Distinct Clinical Characteristics of Unplanned Excision in Synovial Sarcoma.
10.4055/cios.2015.7.2.254
- Author:
Eun Seok CHOI
1
;
Ilkyu HAN
;
Hwan Seong CHO
;
Hyun Guy KANG
;
June Hyuk KIM
;
Han Soo KIM
Author Information
1. Department of Orthopedic Surgery, Seoul National University Hospital, Seoul National University College of Medicine, Seoul, Korea. hankim@snu.ac.kr
- Publication Type:Clinical Study ; Original Article
- Keywords:
Synovial sarcoma;
Oncologic outcomes;
Magnetic resonance imaging
- MeSH:
Adolescent;
Adult;
Aged;
Aged, 80 and over;
Child;
Child, Preschool;
Female;
Humans;
Male;
Middle Aged;
Retrospective Studies;
Sarcoma, Synovial/*diagnosis/*surgery;
Soft Tissue Neoplasms/*diagnosis/*surgery;
Treatment Outcome;
Young Adult
- From:Clinics in Orthopedic Surgery
2015;7(2):254-260
- CountryRepublic of Korea
- Language:English
-
Abstract:
BACKGROUND: We aimed to describe the clinical characteristics and outcomes of unplanned excisions of synovial sarcomas.
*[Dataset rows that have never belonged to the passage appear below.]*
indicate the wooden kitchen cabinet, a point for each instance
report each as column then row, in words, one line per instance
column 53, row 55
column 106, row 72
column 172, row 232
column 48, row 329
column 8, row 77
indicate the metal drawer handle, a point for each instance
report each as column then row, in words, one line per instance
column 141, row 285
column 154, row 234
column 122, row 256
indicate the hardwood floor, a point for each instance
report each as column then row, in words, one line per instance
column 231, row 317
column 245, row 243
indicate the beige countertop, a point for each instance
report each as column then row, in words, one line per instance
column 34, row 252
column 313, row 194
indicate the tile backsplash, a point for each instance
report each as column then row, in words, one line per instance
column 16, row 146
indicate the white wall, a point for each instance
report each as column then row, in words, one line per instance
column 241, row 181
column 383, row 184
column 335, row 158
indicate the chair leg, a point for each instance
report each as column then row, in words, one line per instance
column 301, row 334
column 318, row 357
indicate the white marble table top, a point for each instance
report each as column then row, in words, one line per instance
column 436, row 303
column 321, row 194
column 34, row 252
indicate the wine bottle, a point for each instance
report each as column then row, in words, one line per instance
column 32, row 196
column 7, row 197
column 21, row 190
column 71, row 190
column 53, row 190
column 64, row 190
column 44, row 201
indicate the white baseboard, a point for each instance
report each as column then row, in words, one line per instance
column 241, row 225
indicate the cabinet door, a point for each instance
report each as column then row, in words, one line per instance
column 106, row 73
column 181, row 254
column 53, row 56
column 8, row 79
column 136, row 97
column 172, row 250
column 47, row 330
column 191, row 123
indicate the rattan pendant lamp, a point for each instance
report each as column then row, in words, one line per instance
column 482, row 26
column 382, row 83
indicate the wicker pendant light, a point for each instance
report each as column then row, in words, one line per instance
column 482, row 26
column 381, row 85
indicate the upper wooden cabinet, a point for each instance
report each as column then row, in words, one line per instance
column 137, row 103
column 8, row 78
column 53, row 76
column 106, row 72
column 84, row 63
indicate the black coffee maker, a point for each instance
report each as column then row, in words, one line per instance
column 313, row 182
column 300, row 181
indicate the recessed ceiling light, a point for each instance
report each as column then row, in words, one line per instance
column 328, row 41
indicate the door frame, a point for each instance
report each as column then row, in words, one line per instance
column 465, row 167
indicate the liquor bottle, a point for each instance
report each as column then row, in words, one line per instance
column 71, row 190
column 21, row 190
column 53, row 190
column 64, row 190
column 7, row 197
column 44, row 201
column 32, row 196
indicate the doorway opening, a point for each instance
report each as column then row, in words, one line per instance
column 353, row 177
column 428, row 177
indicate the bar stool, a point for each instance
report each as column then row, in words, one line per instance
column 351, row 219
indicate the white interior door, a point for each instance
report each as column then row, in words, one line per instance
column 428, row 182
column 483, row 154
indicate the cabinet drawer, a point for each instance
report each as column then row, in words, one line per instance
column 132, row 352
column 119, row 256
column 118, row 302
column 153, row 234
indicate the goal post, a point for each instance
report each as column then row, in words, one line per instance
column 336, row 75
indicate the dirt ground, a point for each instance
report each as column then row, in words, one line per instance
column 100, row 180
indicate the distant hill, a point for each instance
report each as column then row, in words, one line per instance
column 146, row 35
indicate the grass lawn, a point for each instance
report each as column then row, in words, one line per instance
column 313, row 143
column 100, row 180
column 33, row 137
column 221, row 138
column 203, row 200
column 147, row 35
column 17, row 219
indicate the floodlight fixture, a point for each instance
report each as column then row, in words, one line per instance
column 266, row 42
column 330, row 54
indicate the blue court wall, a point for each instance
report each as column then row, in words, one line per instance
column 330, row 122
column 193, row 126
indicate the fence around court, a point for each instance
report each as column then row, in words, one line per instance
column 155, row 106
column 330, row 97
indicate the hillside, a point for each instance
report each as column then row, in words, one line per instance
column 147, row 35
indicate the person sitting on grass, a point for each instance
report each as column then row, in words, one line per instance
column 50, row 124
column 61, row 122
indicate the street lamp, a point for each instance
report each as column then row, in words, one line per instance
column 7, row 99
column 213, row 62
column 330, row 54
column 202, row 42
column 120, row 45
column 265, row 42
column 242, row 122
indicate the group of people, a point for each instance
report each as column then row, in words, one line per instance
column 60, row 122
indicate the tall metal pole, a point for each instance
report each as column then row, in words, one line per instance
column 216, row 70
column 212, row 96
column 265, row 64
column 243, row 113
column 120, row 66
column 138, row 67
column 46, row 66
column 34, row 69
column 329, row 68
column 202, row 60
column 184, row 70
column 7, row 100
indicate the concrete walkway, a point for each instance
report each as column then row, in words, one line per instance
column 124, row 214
METHODS: In total, 90 patients with synovial sarcomas in the extremities were retrospectively reviewed. Patients were divided into unplanned excision (n = 38) and planned excision (n = 52) groups. The average follow-up period was 6 years. The clinicopathological characteristics and oncologic outcomes were compared. RESULTS: The unplanned excision group showed longer duration of symptoms before diagnosis (p = 0.023), smaller lesion dimensions (p = 0.001), superficial location (p = 0.049), and predilection in the upper extremities (p = 0.037). Synovial sarcomas were most commonly misdiagnosed as neurogenic tumors (56%) in the upper extremities or as cystic masses (47%) in the lower extremities. Oncological outcomes, including disease-specific survival, metastasis-free survival, or local recurrence were not significantly different between the 2 groups (p = 0.159, p = 0.444, and p = 0.335, respectively). Repeated unplanned excision (p = 0.012) and delayed re-excision (p = 0.038) were significant risk factors for local recurrence in the unplanned excision group. CONCLUSIONS: Synovial sarcomas treated with unplanned excision had distinct characteristics. These findings are important for developing diagnostic and therapeutic strategies for synovial sarcoma.